Medical tech company LexaGene (LexaGene Stock Quote, Chart, News TSXV:LXG) says the commercial launch of its flagship product, MiQLab, is just around the corner, which is enough to push Industrial Alliance Securities analyst Chelsea Stellick to change her rating and target on the stock.
In a research update on Monday, Stellick took LexaGene from “Speculative Buy” to “Buy” with a new target of $1.70 (previously $1.05).
Molecular diagnostics company LexaGene develops genetic analyzers for pathogen detection, with its MiQLab fully-automated genetic analyzer capable of detecting pathogens so as to prevent disease for food safety, veterinary and human diagnostics, water quality monitoring, aquaculture and others fields. The MiQLab will be capable of testing for SARS-CoV-2, the virus that causes COVID-19.
The stock was up sharply on Monday on the company’s announcement, also on Monday, of the commercial launch of the new MiQLab product expected prior to the end of September of this year. LexaGene will be hosting a webinar on Tuesday to introduce the product.
“We started this company with a vision to create a technology that the world needs, particularly during these difficult times as we struggle to contain the spread of COVID-19,” said Dr. Jack Regan, LexaGene’s CEO and Founder, in a press release. “We have finished incorporating the feedback from beta testing and have begun manufacturing our commercial instrument, the MiQLab genetic analyzer. It is extremely gratifying to be so close to the start of selling this much-needed technology.”

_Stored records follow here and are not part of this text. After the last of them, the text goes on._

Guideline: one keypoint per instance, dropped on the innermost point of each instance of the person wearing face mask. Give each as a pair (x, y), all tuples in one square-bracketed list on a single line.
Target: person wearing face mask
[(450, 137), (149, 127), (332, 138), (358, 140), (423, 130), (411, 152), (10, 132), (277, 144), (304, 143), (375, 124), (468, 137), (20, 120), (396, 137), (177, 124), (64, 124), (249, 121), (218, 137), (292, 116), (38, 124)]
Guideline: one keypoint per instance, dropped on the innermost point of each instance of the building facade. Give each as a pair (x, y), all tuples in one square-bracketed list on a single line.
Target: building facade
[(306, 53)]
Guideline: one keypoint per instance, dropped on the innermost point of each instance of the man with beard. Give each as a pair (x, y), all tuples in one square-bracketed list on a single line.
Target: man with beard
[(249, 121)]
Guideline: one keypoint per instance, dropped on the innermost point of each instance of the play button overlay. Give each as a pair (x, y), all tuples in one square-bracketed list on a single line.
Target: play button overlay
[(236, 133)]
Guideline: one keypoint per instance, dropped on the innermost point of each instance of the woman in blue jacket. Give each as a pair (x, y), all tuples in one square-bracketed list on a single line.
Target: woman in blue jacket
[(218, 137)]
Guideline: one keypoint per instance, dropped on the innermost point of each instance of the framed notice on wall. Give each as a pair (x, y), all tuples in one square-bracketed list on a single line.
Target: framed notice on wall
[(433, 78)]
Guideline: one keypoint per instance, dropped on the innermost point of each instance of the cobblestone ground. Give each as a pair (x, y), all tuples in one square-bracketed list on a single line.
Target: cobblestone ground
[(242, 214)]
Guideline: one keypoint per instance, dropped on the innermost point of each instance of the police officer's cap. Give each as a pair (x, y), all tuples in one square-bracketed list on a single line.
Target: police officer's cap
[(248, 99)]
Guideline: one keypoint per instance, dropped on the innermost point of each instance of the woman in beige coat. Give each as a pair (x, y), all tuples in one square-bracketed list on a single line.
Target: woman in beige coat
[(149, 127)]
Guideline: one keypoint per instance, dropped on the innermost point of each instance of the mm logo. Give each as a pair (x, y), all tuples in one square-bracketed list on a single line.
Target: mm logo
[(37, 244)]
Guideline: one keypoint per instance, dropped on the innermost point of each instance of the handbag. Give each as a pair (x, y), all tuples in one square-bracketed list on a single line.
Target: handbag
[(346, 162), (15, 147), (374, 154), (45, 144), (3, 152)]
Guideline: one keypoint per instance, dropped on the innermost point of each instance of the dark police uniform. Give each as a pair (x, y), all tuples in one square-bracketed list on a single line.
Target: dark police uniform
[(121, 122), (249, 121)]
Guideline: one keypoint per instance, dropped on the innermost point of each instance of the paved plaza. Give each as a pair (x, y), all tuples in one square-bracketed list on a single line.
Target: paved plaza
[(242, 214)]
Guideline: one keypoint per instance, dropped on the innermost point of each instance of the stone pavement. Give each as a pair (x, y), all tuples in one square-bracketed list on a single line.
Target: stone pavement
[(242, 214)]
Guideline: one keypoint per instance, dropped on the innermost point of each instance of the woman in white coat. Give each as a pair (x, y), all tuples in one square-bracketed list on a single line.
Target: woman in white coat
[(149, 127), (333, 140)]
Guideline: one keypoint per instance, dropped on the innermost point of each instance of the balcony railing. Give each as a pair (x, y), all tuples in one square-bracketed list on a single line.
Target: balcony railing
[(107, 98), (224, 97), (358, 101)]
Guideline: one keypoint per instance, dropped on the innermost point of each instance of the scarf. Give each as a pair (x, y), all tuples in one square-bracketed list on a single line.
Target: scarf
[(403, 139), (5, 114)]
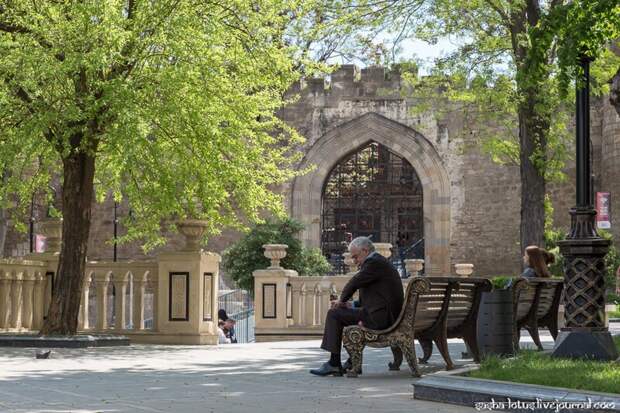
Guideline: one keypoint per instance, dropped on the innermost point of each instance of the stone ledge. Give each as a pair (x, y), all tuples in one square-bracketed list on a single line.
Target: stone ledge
[(77, 341), (466, 391)]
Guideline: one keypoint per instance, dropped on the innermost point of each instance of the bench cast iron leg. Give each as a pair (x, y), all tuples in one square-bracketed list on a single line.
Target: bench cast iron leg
[(534, 333), (427, 348), (409, 350), (354, 343), (398, 358), (442, 346)]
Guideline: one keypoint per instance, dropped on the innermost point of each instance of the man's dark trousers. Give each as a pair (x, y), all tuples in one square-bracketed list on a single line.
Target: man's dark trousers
[(336, 320)]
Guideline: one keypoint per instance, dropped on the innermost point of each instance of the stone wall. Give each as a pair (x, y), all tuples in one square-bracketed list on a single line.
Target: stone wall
[(482, 198)]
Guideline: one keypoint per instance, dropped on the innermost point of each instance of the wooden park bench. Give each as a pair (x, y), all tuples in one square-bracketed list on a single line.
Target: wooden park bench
[(435, 309), (535, 305)]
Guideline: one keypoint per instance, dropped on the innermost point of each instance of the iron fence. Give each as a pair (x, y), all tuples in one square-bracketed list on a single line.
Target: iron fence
[(239, 306)]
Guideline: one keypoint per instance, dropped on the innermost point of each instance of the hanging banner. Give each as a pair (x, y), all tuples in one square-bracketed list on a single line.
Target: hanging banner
[(603, 210)]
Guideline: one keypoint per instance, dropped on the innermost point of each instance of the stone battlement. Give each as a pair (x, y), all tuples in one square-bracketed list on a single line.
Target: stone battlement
[(349, 82)]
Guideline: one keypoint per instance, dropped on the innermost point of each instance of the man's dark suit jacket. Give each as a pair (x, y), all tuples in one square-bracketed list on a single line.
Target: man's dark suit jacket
[(381, 292)]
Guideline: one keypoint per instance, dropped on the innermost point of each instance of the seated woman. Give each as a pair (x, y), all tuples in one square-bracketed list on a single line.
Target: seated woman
[(536, 262)]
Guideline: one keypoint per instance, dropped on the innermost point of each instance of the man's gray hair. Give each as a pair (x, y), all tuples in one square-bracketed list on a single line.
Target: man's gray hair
[(363, 243)]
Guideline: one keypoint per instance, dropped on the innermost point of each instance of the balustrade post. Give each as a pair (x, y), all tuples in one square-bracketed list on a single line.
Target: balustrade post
[(102, 280), (270, 291), (187, 296), (38, 304), (5, 299), (138, 301), (154, 287), (27, 299), (84, 303), (120, 309), (16, 300)]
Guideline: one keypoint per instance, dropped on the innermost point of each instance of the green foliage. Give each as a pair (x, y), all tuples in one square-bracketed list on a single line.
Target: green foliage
[(501, 282), (586, 28), (612, 261), (552, 237), (176, 101), (534, 367), (246, 255)]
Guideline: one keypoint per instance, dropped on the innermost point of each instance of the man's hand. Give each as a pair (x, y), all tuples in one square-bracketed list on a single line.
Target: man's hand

Stellick said there should be more near-term catalysts ahead for the stock, including the completion of an FDA review process (which can take up to three or four weeks) for FDA Emergency Use Authorization, which would allow MiQLab to be used for human clinical diagnostics and not just for research purposes.
“MiQLab can screen samples for up to 27 different targets at one given time. This is particularly important in testing for SARS-CoV-2 when patients presenting with respiratory symptoms caused by other viruses can be identified and not falsely diagnosed with COVID-19,” Stellick wrote.
“There are ~50+ molecular tests authorized for commercial use, most of which can only detect for the SARS-CoV-2 virus, have longer turnaround times, or can only be used by a trained technician. LXG’s address all these limitations with its MiQLabTM instrument,” she said.
Stellick’s valuation for LXG comes from a sum-of-the-parts perspective based on an average of EV/EBITDA and DCF valuations which are incorporating the full lifecycles value of commercialization and associated growth in sales of both the MiQLab and its single-use cartridges.
The analyst sees sales of the MiQLab steadily growing over the balance of the decade, moving the company’s total revenue from $3.7 million in 2020, to $103.3 million by 2030. On EBITDA, Stellick is calling for $3 million in 2020, $2 million and 2021 and $74 million by 2030.
Stellick’s $1.70 target at press time represented a projected 12-month return of 46.6 per cent.